To the 1.7 million Pennsylvanians afraid that SCOTUS could rip up your debt relief, I feel your pain. 

As a Black woman, first-generation college student, and Pell grant recipient that is STILL in a mountain of student debt myself, I’m right there with you–angry and exhausted by a system that’s failing us miserably.  

Like you, every decision I make is shaped by the obscene amount of student debt I carry because I had the audacity to pursue a higher education–as the daughter of a working class single mom from the Mon Valley. 

Millions of folks who can’t start their lives because of the suffocating burden of their student loan debt—and yet in 2023, only 44 out of the 435 members of the U.S. House of Representatives carried student loan debt. 

While I hope there’s more of us with that lived expertise – I want the rest of my colleagues to hear about the people closest to the pain, like my sister Rep. Pressley would say.

For poor and working class folks–crushing student debt is preventing us from buying homes, saving for retirement, starting businesses, starting families, and building generational wealth. 

For all Black college graduates who owe an average of $25,000 more in student loan debt, and for Black women who carry the highest student debt burdens, it’s an even greater barrier.

It’s an economic crisis for ALL poor and working class folks–and Black and brown folks are getting hit the hardest. 

And in Western PA, the student debt crisis is a regional crisis holding our future hostage by preventing students and workers from accessing the training they need for our region to become the innovation hub and leader in STEM,  that hundreds of thousands of good paying jobs depend on right now. 

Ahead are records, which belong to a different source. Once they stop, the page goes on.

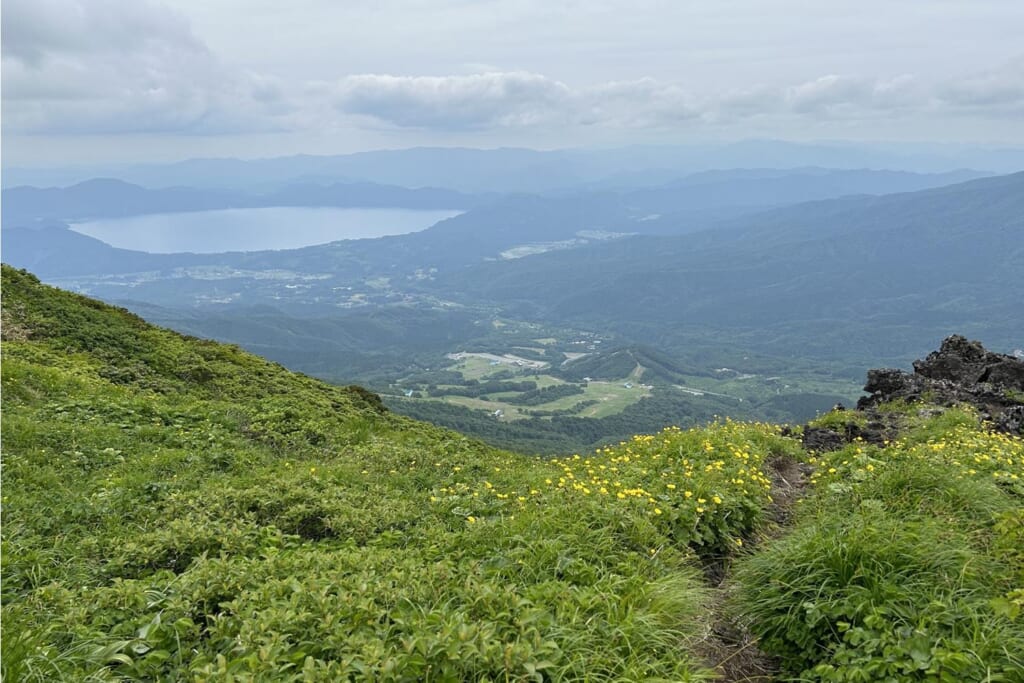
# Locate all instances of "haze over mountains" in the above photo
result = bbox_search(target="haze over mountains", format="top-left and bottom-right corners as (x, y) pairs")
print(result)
(3, 145), (1024, 450)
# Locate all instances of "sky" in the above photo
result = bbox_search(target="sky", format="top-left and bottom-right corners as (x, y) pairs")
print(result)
(0, 0), (1024, 166)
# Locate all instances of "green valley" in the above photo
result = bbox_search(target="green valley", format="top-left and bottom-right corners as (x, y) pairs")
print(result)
(2, 266), (1024, 682)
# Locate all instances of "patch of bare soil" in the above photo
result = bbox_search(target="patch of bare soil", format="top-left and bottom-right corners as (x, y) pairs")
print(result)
(697, 457), (812, 683)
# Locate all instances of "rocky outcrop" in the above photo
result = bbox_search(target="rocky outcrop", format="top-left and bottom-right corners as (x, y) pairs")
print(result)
(857, 335), (1024, 434)
(801, 335), (1024, 453)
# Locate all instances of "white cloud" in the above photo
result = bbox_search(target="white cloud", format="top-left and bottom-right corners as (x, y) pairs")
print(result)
(2, 0), (1024, 141)
(937, 56), (1024, 114)
(2, 0), (288, 134)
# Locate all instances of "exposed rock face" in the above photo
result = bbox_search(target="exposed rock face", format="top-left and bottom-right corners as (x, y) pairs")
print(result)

Under President Biden’s plan, one-in-four Black borrowers will see their debt fully eliminated,  and nearly half of all Latino borrowers will be entirely debt free. This is our best shot at addressing the systemic inequities that have forced communities of color to take on higher debt for the chance at a college degree.

On the day the Supreme Court began hearing that case that could rip away relief from this crisis, I met with a group of student organizers from Western PA on the frontlines of our fight. 

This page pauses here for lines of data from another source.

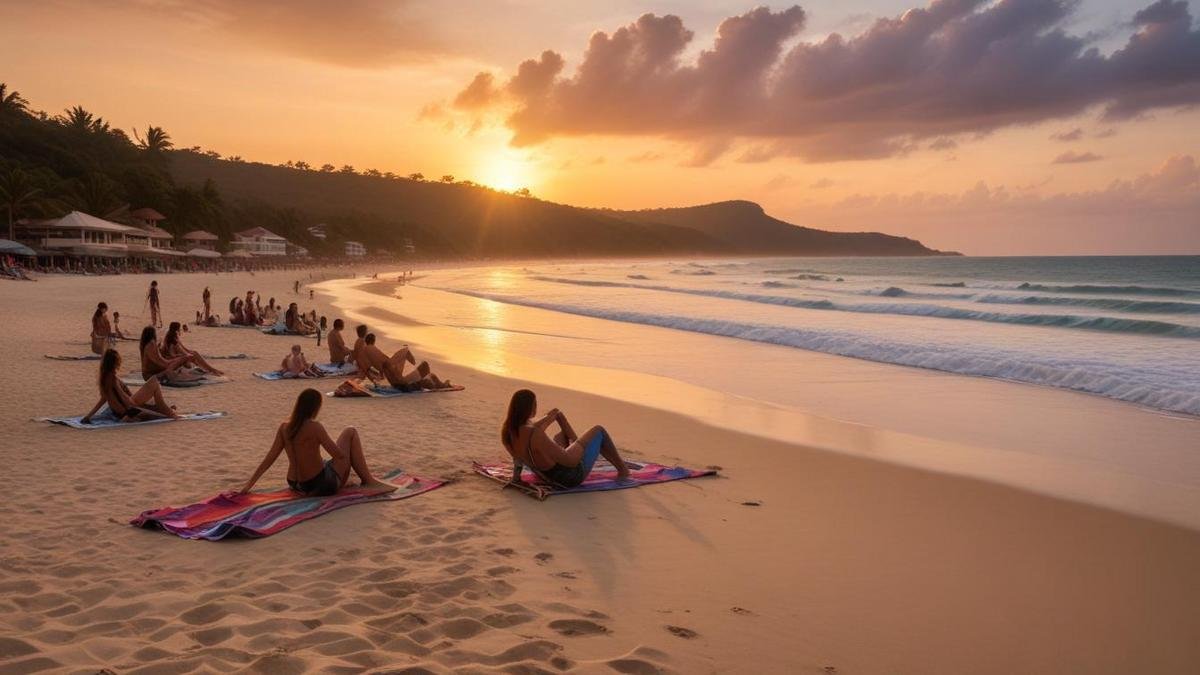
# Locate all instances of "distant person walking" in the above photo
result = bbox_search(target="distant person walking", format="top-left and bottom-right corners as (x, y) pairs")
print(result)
(146, 281), (162, 328)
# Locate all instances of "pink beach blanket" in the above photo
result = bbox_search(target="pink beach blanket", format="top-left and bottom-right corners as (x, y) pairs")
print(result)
(130, 468), (446, 542)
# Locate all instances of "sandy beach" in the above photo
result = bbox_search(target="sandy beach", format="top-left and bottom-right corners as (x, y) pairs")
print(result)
(0, 273), (1200, 675)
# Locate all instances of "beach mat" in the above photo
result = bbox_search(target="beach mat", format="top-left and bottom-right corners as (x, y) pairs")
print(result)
(34, 408), (229, 431)
(325, 384), (466, 399)
(130, 468), (446, 542)
(121, 374), (229, 389)
(254, 363), (358, 382)
(472, 459), (716, 500)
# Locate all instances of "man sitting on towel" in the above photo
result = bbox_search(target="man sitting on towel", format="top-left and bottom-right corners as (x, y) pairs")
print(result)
(358, 333), (451, 392)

Those students, who camped out overnight in front of the Supreme Court to have their voices heard, told me what student debt relief would mean to them. 

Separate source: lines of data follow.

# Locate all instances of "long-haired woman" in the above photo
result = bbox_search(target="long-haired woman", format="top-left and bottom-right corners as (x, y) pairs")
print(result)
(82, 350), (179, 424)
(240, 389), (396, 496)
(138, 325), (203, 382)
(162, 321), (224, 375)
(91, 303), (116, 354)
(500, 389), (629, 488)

They asked me what insight I had from my first two months in Congress. I told them these problems are systemic–systemic both in who’s behind these attacks and who they hurt the most.  

My community will be punished for getting an education for the same reason that half the country’s freedom to control our bodies and our futures–and the same reason a federal judge in Texas is expected to outlaw abortion pills. 

It’s the same reason that corporations are allowed to spend unlimited amounts of money on elections, and the same reason corporate PACs are able to come in and blow Black women out of the water when we run for office.

It’s because an unelected right-wing, Republican-appointed judiciary is waging a full-on assault on our freedoms. 

Those folks whose forebears were enslaved are the folks who today are shackled by tens of thousands, or even hundreds of thousands in student loans. 

It’s those who are denied access to adequate maternal health care by the wealthiest country on earth that are subjected to forced birth. 

It’s those whose loved ones fled violence for a better life, but are separated from their children and locked up at the border.

The most marginalized folks bear the brunt of the reactionary right-wing judiciary’s attacks. Black folks, brown folks, trans folks, poor folks, and otherwise marginalized folks. 

Our communities deserve leaders who will fight back as hard as the organizers back home. 

Leaders who carry student debt, who’ve depended on food stamps, leaders who lacked access to reproductive health care on Medicaid, who went to public school that were divested, who’ve lived with poor air quality because of unregulated industry. 

That is why I was sent to Congress, and now I want to yield to my colleagues with the lived expertise to fight for you too.